Non-Ideal Epistemology:
Across papers three through five discussed above, I develop a view of human cognition on which we reason by building small cognitive models, tailored to the task at hand. I have a couple projects in early stages of development that spell out consequences of this view for non-ideal and social epistemology. The first of these looks at the effect of relevance on non-ideal epistemology. Ideal epistemology classically foregrounds one question, ‘what does my evidence support?’ (or, ‘what am I justified in believing’?). For computationally limited reasoners like us there is another question that must be answered before the question of justification can even be entertained; namely, ‘what is relevant to think about?’. The strategies our minds use to answer this, highlighting certain things as salient and worthy of attention and backgrounding limitless others, have consequences that ramify throughout our beliefs. I’d like to explore how different such strategies might account for certain high-profile cognitive failures, such as confirmation bias, belief polarization, or weakness of will. I think each of these cases can be explained as an occasion on which a generally good cue to relevance (prior beliefs, the relevance judgements of others, or a merely proximal good) leads us astray.

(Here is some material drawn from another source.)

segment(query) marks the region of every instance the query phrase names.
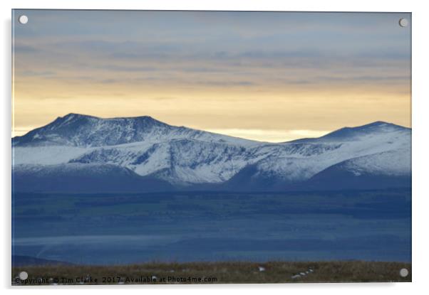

Another project looks at the foundations of non-ideal epistemology and the theory of credences or degrees of belief. Epistemologists who work on credences typically take an anti-realist perspective: credences are convenient fictions – part of a rational redescription of the agent’s behavior. Indeed, the full set of realist requirements on credences cannot be met by anything really in the head (precisely for computational tractability reasons). But if the view of cognition described above is on the right track, then there are probabilistic representations in the head that play many of the essential roles traditionally played by credences. I use this observation to develop a pluralist, but realist, account of credences. This is significant because the anti-realist account of credences has historically made non-ideal epistemology very hard. (When we’re silent about what things actually exist in the mind, we can’t easily draw distinctions between epistemic norms that are actionable and those that are not!) I argue that having a clearer idea of what credences are puts non-ideal epistemology on a more solid foundation, helping us uncover the norms of reasoning for agents with minds like ours.